Alzheimer disease is a major age-associated neurodegenerative disorder affecting a large percentage of the U.S. population over the age of 70. There are no effective therapies to cure or prevent it, largely due to a lack of understanding of the pathophysiology of the disorder. Although there are some known genetic predispositions to develop AD, the vast majority of cases are sporadic. The causes are multifactorial, but one major contributing factor that has garnered the attention of researchers in recent years is the cumulative damage from increased production of reactive oxygen species (ROS), which include superoxide (O2-) and peroxynitrite (ONOO-), on synapses in the brain that lead to neuron loss. A review article from 2017 gives some background information on the pathophysiology of AD and the purported links to ROS production:
http://doi.org/10.3233/JAD-161088Links to an external site.

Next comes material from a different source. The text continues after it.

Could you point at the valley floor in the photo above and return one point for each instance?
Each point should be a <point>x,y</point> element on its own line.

(the above article is open access)
Based on the information presented in this article, and from any other sources that you might be able to locate, please address the following questions in your response:
- What are reactive oxygen species, where do they come from, and how do they contribute to the pathophysiology of AD?
- What is the normal physiological role of ROS in the body? Are they necessarily harmful to cells? Why or why not?
- Identify at least one specific example of ROS-induced damage that can lead to synaptic dysfunction and the development of AD. How is the protein or structure that you identified affected by ROS?